The main cog to his 2017 success, Bridwell’s curveball yielded a .211 wOBA and 18.7% swinging-strike rate. It earned a stellar 63.0% contact rate and 6.6 pVal, so he’ll need to harness it again to crack a 2019 rotation upon returning from elbow surgery.
Movement aside, Bridwell’s sinker was highly hittable (87.0 contact %, 6.2 swinging-strike %) in 2017. It also didn’t accomplish its job of generating ground balls (39.1%), which is why it represented his fourth pitch after a four-seamer, cutter, and curveball.
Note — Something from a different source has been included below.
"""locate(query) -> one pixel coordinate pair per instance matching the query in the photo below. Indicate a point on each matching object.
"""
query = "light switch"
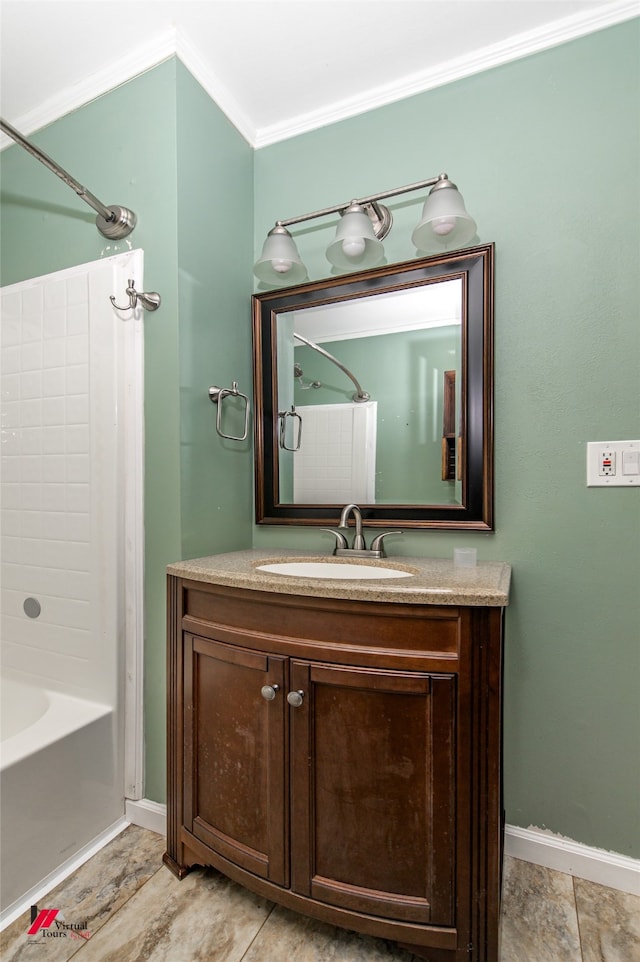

The fifth pitch in his five-pitch repertoire, Bridwell’s changeup compiled a -1.7 pVal in 2017. While it garnered a .281 wOBA, an offering that’s supposed to induce weak contact instead was on the hook for a 34.5% line-drive rate.
Used only a slither less (24.0%) than his four-seamer (28.5%) in 2017, Bridwell’s cutter is also a hittable offering. Opponents hit .284/.310/.481 with just a 7.1% swinging-strike rate. Along with his changeup, it was one of two pitches to procure a negative pVal (-0.5).